McClatchy stock began trading Tuesday at 8 cents a share and closed the day at 14 cents.
Five years ago, McClatchy stock was listed at about $25. Fifteen years ago, the company’s stock price was more than $700.
Last September, the New York Stock Exchange placed the company on notice that if it did not reverse its declining stock price, it would be delisted.
On Thursday, McClatchy, the parent company of the San Luis Obispo Tribune, announced it filed for Chapter 11 bankruptcy, a move due in large part to the company’s overburdened pension system.
At the time of the announcement, McClatchy stock was trading at about 75 cents a share. But by Friday, the share price had fallen to 9 cents.
The same day, a federal pension agency sought in court to delay mediation in the bankruptcy case.
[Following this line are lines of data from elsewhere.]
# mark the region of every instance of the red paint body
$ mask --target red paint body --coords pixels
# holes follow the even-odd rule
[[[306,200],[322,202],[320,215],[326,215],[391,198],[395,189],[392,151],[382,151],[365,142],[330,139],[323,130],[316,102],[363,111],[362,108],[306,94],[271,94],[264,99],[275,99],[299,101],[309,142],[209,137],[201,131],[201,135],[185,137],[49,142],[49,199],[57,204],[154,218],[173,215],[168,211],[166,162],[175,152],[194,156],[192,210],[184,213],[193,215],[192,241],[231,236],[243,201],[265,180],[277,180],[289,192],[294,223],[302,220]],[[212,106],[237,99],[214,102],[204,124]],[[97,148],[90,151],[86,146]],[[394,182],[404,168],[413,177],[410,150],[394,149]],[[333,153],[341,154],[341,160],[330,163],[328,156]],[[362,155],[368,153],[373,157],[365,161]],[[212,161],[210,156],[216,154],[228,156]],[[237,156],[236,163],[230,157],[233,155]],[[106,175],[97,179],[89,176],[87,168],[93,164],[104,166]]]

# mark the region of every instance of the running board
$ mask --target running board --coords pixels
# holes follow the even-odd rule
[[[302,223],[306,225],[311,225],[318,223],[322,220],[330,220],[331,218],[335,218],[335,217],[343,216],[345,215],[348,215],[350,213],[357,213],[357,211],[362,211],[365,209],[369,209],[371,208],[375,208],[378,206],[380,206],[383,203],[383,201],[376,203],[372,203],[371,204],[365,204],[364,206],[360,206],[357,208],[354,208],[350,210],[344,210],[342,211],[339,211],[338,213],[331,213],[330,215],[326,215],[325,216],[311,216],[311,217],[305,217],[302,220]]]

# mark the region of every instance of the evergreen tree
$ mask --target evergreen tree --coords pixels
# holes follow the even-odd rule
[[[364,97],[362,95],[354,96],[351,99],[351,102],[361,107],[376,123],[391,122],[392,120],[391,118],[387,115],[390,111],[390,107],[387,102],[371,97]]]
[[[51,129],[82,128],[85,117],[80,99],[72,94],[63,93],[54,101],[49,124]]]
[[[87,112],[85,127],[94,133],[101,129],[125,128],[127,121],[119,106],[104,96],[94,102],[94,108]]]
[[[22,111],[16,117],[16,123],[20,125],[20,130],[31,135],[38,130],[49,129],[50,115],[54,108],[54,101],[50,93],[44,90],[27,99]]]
A McClatchy report stated a nearly complete deal between the company and its creditors could be in jeopardy if the bankruptcy proceedings last more than 60 days.
On Tuesday, though, a bankruptcy judge ruled McClatchy can enter mediation with its creditors on March 4, raising hopes the newspaper publisher will emerge from bankruptcy within two months.
If the bankruptcy proceedings go as planned, the company will undergo an ownership change that will end McClatchy family control of the publisher, which has existed since its founding in 1857. The hedge fund Chatham Asset Management could then possibly obtain a controlling stake in the company.